Yes, because as the programme-maker rightly says.
"Smokers can't fail to be aware of the health risks, they scream out from every packet"
So no need for plain packaging then, surely?

Yet the subsequent 55 minutes ignored all that and became, as Christopher Stevens in the Mail put it, "not a documentary but a polemic" and all in favour of ... plain packaging.

There's a reason for that, as Stevens also alluded to.
[Documentary veteran Peter Taylor] only knows one tune: The Evils Of Tobacco
Because, as he admits in his show, he's been playing this scratched record for 40 years now. How the BBC could not be aware that he would produce something so one-sided and contrary to their stated aims of fairness, impartiality and political independence is anyone's guess. Perhaps the BBC didn't give a stuff, I dunno.
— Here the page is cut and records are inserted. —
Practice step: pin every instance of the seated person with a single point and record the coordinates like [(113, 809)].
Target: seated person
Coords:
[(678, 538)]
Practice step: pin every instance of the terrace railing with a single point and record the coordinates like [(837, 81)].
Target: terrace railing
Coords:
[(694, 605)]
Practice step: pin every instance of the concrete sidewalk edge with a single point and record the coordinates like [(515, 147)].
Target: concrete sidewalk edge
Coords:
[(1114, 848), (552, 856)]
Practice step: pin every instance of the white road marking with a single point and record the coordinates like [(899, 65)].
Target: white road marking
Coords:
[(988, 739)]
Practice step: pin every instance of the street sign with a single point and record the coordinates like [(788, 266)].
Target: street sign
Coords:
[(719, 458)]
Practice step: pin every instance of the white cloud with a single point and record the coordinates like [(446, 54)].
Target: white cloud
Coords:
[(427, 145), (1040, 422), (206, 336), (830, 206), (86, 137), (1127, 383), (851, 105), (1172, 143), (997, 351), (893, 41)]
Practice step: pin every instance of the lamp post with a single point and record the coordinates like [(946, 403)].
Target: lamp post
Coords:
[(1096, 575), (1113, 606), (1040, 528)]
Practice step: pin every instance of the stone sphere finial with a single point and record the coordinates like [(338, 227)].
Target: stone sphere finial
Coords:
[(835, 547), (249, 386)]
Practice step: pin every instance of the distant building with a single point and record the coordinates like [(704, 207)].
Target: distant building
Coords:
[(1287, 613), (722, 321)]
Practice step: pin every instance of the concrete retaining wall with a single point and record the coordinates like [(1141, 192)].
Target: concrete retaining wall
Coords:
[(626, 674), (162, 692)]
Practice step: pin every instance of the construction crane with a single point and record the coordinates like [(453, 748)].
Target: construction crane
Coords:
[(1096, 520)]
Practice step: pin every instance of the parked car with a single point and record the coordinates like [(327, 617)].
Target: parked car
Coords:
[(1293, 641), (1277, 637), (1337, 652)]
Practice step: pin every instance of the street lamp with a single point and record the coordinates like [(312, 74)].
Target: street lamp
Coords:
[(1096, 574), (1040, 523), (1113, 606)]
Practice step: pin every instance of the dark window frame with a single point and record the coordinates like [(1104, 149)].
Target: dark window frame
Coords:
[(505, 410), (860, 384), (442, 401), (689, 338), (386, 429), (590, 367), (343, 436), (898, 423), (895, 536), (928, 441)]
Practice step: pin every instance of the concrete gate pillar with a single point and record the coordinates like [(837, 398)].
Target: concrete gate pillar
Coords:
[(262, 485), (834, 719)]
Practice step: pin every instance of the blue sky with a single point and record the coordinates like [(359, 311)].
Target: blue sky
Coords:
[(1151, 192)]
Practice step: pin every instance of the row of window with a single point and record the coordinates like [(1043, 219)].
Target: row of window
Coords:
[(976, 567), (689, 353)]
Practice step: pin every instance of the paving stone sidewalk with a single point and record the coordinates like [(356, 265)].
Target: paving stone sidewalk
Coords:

However, they should very much care because Peter Taylor is one of the old school prohibitionists, the ones described so very well by George Ade in 1931 when America was finally waking up to the horror of alcohol prohibition.
The non-drinkers had been organising for fifty years and the drinkers had no organization whatsoever. They had been too busy drinking.
Taylor has been despising tobacco companies for nearly as long as I've been alive! While the rest of us have been enjoying life and having adventures, this man has dedicated himself to a particular sad hateful obsession. How can we blame him for taking advantage of the BBC's lax standards to produce a quite appalling piece of one-sided, timely political indoctrination on their mainstream highbrow channel?

After all, he makes it clear early on what his game is.
"Who finally wins the decisive battle over plain packaging has still to be decided"
This is true. The political debate is not yet over, especially considering those not consumed with hatred like Taylor are significantly opposed to plain packaging, despite the health lobby trying to ignore it. But Taylor seized his chance and used the BBC like a cheap whore to try to sway the "decisive battle" in favour of his corrupt tobacco control industry friends.

He was recently described as “honest, scrupulously fair and deeply insightful” but there was no sign of that in Thursday's offering, just snidey editing and policy-led advocacy which goes against everything the BBC claims to care about.

Perhaps someone should mention it to them.


7 comments:

PJHH said...

"It doesn't carry ads..."

Objection M'lud - it's full of adverts.

Radio 2 advertising Eastenders.

BBC 1 advertising Just a Minute.

Any news item featuring something upcoming on some BBC channel.

Once this has been pointed out and you learn to look/listen for them, you cannot fail to notice how frequently adverts appear on the BBC.

truckerlyn said...

I started to watch this programme and quickly realised it was nothing but blatant propoganda and there would be no impartiality, no views from the other side, nothing but a sledge hammer driving home the rabid views of the presenter. I switched off.


Yes, we all know that smoking CAN kill, but does not necessarily. Same as being knocked down by a bus can kill you, but not necessarily - some are killed others survive. That is just life. When you time is up, your time is up, regardless of what you do!


If smoking is the way I am meant to go then so be it, but I would rather die that way than live a life, possibly longer, fighting harder against depression and anxiety, that smoking helps to alleviate, and popping more and more pills and very probably being unemployable.

moonrakin said...

If one spends time outside the UK bubble (and oh, boy! is it a bubble!) The BBC's poncing in advertising becomes very clear - Rolex alone must be paying them millions....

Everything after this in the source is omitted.